В «Обломове» истиной любви (с. 349), а с нею и семьи и семейного дома станут обладать, но не сразу, а по мере прохождения ее «претрудной школы» (с. 187), только Ольга Ильинская и Андрей Штольц. В уста последнего романист вложит и общее для всех троих «убеждение, что любовь с силою Архимедова рычага движет миром; что в ней лежит столько всеобщей, неопровержимой истины и блага, сколько лжи и безобразия в ее непонимании и злоупотреблении» (с. 348). Как на фоне этого разумения «отношения обоих полов между собою» (6, с. 455) выглядит любовь прочих персонажей романа?
Знали ли ее обитатели идиллической Обломовки? Всего одной фразой отвечает на этот вопрос романист: «Плохо верили обломовцы и душевным тревогам; <…> боялись, как огня, увлечения страстей…» (с. 96).
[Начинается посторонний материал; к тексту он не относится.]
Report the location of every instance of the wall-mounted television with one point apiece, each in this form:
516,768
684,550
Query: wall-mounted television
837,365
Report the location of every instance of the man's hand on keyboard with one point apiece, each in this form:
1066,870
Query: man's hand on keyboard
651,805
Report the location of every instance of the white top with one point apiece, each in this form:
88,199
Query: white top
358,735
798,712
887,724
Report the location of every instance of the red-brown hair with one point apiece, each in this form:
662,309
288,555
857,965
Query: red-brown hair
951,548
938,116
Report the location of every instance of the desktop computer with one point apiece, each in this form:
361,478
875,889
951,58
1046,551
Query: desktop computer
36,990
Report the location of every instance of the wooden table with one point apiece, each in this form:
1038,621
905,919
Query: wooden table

Сказанное не означает, что молодые мужчины и женщины «чудного края» вообще не ведали естественного для людей влечения друг к другу в силу основного человеческого инстинкта. Однако не пробудившееся в них духовное начало и в этом влечении заменялось биологическим, а индивидуальная его неповторимость — общеродовой потребностью. Обломовцы, разумеется, женились и выходили замуж но, говоря строго, не из-за любви, а по природному зову продолжения рода и, конечно, при одобрении их выбора родителями и близкими.